Гедимину в его тайных планах... А и в сих делах многого ли добились его
советчики? Епископа Плескову и то поставить не смогли! (Ныне сами бают: <И
к лучшему!> Мол, воротим великое княжение, дак не стало бы со Плесковом
лишней докуки...) От сына, из Орды, вести задерживались. Сами же Акинфичи
с Бороздиным уговорили его послать Федора к хану Узбеку! Что ни бают, как
ни льстят католики, а воротить свою волость он может токмо с соизволения
хана Узбека! И пусть Александр Морхинин не хмурит чело! И его думою тоже
отсылал он старшего сына в Орду! Немец им не люб!

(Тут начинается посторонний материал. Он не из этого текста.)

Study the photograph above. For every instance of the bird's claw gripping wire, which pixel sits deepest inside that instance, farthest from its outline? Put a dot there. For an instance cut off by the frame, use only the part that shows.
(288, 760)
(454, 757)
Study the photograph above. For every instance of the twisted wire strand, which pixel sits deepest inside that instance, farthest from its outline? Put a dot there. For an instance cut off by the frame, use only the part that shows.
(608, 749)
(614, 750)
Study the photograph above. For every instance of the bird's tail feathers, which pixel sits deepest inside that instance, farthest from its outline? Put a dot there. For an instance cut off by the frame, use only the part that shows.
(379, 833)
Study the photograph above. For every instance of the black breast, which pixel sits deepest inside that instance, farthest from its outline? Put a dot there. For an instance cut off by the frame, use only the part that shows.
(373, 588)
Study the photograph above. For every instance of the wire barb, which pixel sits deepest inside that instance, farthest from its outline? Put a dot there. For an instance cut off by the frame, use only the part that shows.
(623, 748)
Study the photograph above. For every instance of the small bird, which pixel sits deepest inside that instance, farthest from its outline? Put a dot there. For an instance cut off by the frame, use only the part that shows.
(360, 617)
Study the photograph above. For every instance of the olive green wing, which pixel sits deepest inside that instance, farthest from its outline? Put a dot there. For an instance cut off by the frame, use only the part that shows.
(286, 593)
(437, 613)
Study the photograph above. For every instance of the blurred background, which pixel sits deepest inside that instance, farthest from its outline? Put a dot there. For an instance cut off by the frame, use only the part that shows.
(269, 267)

Без иных немцев давно бы
мы все тут пропали!
Князь сердито глянул в небольшое оконце, прямь коего виделся
плесковский кром с высоким храмом Пресвятой Троицы и грозными,
вознесенными над крутизною обрыва башнями. Игольчато сверкал подтаявший
снег на мохнатых опушках кровель. Кормленый князь! Вот он кто тут, на
Плескове. Принятой! (Весь обидный смысл этого слова, коим в просторечии
обозначают бедного зятя, принятого к дочери в богатый дом, разом предстал
мысленному взору Александра.) Нет, он прав, трижды прав, что послушал
своих воевод! Но что порешит Узбек? Федя, Федя, возвращайся скорей! Ты-то
хоть не заботь отцова сердца! Княгиня опять в трепете. Иван из Нова Города
угрожает войной...
Александр встал, вышел из покоя. Морхинин, все так же невступно и
колюче глядя на своего господина, посетовал:
- С немцем, княже, надоть соборно толк вести! Думою штоб! И со
плесковичи вместях! Не то худые толки пойдут о нас... Уж и без того...

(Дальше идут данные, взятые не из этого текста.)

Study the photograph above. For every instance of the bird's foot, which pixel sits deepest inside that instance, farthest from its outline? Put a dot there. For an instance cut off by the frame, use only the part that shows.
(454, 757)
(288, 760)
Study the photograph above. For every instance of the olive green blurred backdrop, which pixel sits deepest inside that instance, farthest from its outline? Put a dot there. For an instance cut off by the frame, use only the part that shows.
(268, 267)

- Ну, хорошо, хорошо! Вперед того не стану... - морща брови,
рассеянно отозвался Александр. - Чать с одного-то разговору не зазрят!
Вели коня подать!
Они шагом, в сопровождении десятка кметей, проминовали несколько
улиц. Снег сверкал. Небо лучилось промытою весеннею синевою. Бряцая
оружием, проходили дружины горожан. Веселые, несмотря ни на что, ратники
перекликались с жонками, что, выходя из калиток, тоже весело отвечали
ратным. Своя дружина нынче ушла к Порхову.

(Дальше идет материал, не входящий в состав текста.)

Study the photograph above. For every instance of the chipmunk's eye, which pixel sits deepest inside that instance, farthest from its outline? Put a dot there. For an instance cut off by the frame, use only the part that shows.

На въезде в кром князя, взбрызгивая снег, догнал гонец. Тяжело дыша,
натягивая повода, укротил пляшущего жеребца. Достав из-за пазухи, подал
грамоту, осклабясь всею рожей, примолвил:
- Уходят московляне!
Протягивая руку за свитком, Александр испытал мгновенное сожаление.
Постоянные тихие угрозы Ивана до того надоели, что неволею хотелось боя,
сшибки, открытого ратного спора с московским князем. (Хоть и знал о
возможном мире зараньше. Плесковичи отай пересылались с новогородской
господой, и те уверили, что отговорят великого князя от войны на Плесков.)
Александр с улыбкой оглянул на дружинников, прокричал весело:
- Слышь, други! Сробели московиты!
На миг расхотелось ехать в кром, вести долгие разговоры с посадниками
и купеческой старшиной - ведь уходят, уходят уже! Подавив в себе желание
заворотить коня, промчать в опор по Великой, тронул дальше. В уме
сложилось: тотчас повестить княгине! Ждет, волнуется, поди! Рада будет,
что обошлось без войны и на этот раз... <Ничего, Иван Данилыч! Будет срок,
переведаем с тобою и на рати!> - пообещал он мысленно, успокаивая себя.
В низких воротах крома пришлось пригнуть голову. Его встречали.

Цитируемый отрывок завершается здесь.